This month, like every February in the past eight years, photographer Gerhard Kassner will be fulfilling his assignment with the Berlinale: snapping the stars in the midst of their carefully choreographed press junkets, creating a “visual guestbook” of the festival, as Kassner likes to call it.

This year only, the photographer will be showing his past and current work in a two-month exhibition at Hotel Bogota, just off of Ku’Damm. During the festival (Feb 10-19), expect daily updates and the opportunity to see the Man Behind the Camera himself – every night (21-22:00) Kassner will be on hand to discuss his work and the new portraits he took earlier that day.

At Kassner’s retrospective, 35 large scale portraits of celebrities taken at the Berlinale from 2003-2010 are on view: Jack Nicholson, Nicole Kidman, The Rolling Stones, Julianne Moore, Kate Winslet and Madonna, among others. Also featured are indie-crossover actors like Tilda Swinton, Steve Buscemi and Kristin Scott Thomas, as well as big-name directors like Steven Soderberg and Michel Gondry.

Due to the mad press frenzy of the Berlinale, Kassner is only afforded about five minutes with each star before the next one is ushered in. Over the years, this experienced photographer has learned to work quickly when he needs to, and at the Berlinale, he prefers it that way. More than a minute or two of shooting, Kassner says, and “then it gets boring.” This annual photographic ritual is punctuated by the celebrities’ signing their own photographs in a filmed ceremony afterward on the Berlinale red carpet.

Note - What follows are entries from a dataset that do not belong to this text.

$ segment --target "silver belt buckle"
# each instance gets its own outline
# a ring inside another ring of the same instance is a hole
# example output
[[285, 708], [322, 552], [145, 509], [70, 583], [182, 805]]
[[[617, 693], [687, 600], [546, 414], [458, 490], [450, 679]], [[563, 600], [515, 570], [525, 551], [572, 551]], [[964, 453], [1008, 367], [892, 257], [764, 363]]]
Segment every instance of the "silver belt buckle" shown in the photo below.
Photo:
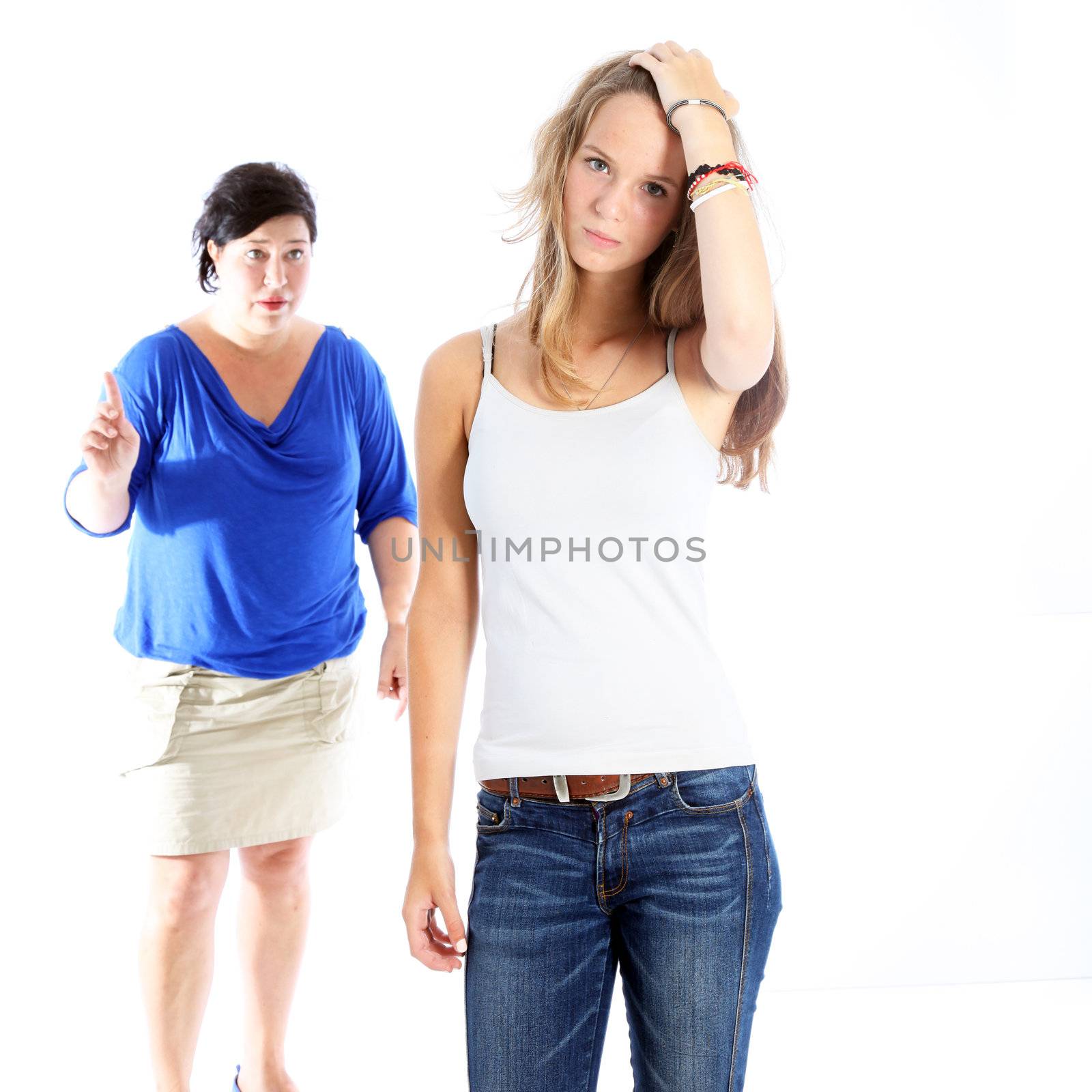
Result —
[[[554, 774], [554, 792], [562, 804], [569, 803], [569, 782], [563, 773]], [[620, 800], [629, 795], [629, 774], [618, 775], [618, 787], [613, 793], [601, 793], [598, 796], [582, 796], [582, 800]]]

Kassner’s Berlinale series is true documentation; this interest in precision is reflected even in the titles of his images, which include a record of the exact time each photograph was taken, down to the second. Kassner often has his subjects look directly into the camera, creating an intimacy and an enduring stillness that belies the ephemeral reality of the snapshot. This direct and constant gaze creates a unique impact, as famous faces we’ve all seen a million times suddenly become unknown and complex. Combining an average size of 80 x 120 cm, a neutral background and direct, frontal lighting, Kassner’s minimalist approach breaks through the pageantry and pomp of the festival. And the celebrities, stripped of their public personas, are revealed as people.